With Storm Angus threatening to prevent any racing on the final day the Race Committee met early on Sunday morning to review the conditions. With gusts in to the mid to high twenties but forecast to drop, the decision was taken to send the teams out to have a look but that reefs would be the order of the day. A shroud breakage retired one of the boats from the fleet early, so with a reduced field the first three quarter-finals got underway. Ali Hall showed some commanding sailing to beat Tom Williams 2-0 to secure his place in the semi-finals, with Lees similarly showing his superior experience over two-time Olympian and Laser Radial World Champion Ali Young who, although fast, could not match Lees in the pre-start.
The matches between Claire Lasko and Matt Whitfield were much tighter with the boats seemingly tied to each other the whole way round the race course, indeed in the second match John Burgoine could be seen straining to line up the finish mark to ensure he could see which boat had inched in front of the other. In the end it was Whitfield who had done just enough to secure his spot in the semis.
With the damage to the boats it was decided that the fourth quarter final between Mark Rook and Tom Ballantine should drop to first to one point and so the teams entered in to what would be a sudden death match. After an intense pre-start battle the teams crossed the start line level but with Ballantine holding the right hand side and starboard advantage on the first beat, but Rook had gained the advantage by the bottom mark and controlled Ballantine to the finish to take the last semi-final spot.
In the semi-finals Lees continued to show his dominance beating Whitfield 2-0 but the semi-final between Ali Hall and Mary Rook was much, much tighter.
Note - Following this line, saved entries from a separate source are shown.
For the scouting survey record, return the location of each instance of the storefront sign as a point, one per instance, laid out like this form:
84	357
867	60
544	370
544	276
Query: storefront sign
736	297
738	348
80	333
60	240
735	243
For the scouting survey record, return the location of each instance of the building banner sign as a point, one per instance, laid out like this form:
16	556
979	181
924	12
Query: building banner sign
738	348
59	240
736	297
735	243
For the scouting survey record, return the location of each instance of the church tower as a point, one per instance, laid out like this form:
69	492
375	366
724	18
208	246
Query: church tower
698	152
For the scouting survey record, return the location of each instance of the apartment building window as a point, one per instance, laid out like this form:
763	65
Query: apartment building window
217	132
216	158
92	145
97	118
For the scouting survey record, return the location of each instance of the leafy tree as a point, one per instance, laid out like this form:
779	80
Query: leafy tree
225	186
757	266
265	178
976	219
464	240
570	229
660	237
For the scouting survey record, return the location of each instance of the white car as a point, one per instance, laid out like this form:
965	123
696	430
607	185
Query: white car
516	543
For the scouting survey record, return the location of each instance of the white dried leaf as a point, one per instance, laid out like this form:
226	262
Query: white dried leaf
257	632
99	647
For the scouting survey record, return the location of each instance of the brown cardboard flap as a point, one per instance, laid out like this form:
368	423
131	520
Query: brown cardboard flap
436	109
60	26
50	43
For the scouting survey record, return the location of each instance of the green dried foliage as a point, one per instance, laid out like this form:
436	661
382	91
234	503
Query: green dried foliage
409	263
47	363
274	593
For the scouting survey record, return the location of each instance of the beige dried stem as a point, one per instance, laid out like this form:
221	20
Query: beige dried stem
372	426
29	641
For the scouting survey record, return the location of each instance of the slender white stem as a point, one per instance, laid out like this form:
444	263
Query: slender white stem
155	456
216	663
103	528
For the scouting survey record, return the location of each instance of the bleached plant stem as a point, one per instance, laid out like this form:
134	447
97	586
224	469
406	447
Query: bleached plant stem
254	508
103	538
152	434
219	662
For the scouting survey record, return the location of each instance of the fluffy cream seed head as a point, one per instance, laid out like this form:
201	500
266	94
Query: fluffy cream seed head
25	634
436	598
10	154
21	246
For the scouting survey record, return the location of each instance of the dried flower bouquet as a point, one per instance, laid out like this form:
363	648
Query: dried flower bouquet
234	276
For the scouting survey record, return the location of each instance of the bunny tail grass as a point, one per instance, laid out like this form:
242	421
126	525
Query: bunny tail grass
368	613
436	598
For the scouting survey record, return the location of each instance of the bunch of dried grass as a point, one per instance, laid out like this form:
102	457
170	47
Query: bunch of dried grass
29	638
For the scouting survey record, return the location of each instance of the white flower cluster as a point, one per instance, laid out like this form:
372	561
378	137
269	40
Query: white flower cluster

At one race all neither team was prepared to give an inch, the umpires were kept busy with numerous penalties and in the end Hall managed to take the final win in what was some of the most closely fought match racing seen on Queen Mary Reservoir in years.
In the petit-final Rook, now back in to her match racing stride, took a convincing win over Whitfield and with it third place overall.
The final saw Hall and Lees were fighting for overall honours. Hall took the advantage at the first mark but with Lees close behind Hall was unable to gybe without infringing Lees and was unable to extend enough to take the penalty and so Lees took the first win.
The second match followed a similar pattern with Hall again penalised for gybing too close. But this time the umpires judged that he had gained control of the race and was made to take the penalty straight away, Lees and his team sailed past into a lead they would never relinquish, as much as Hall tried, and crossed the line to take the second race and with it the right to call themselves RYA UK National Match Racing Champions.
After a quick pack up the teams headed ashore for the prize giving which included keeper trophies for the teams and a special award, the Paul Banner trophy, for the chair of the RYA Match Racing, David Campbell-James. The award for services to the sport of Match Racing in the UK was awarded to Campbell-James after many years of tireless behind the scenes work to build match racing in to the successful, enjoyable sport that it is.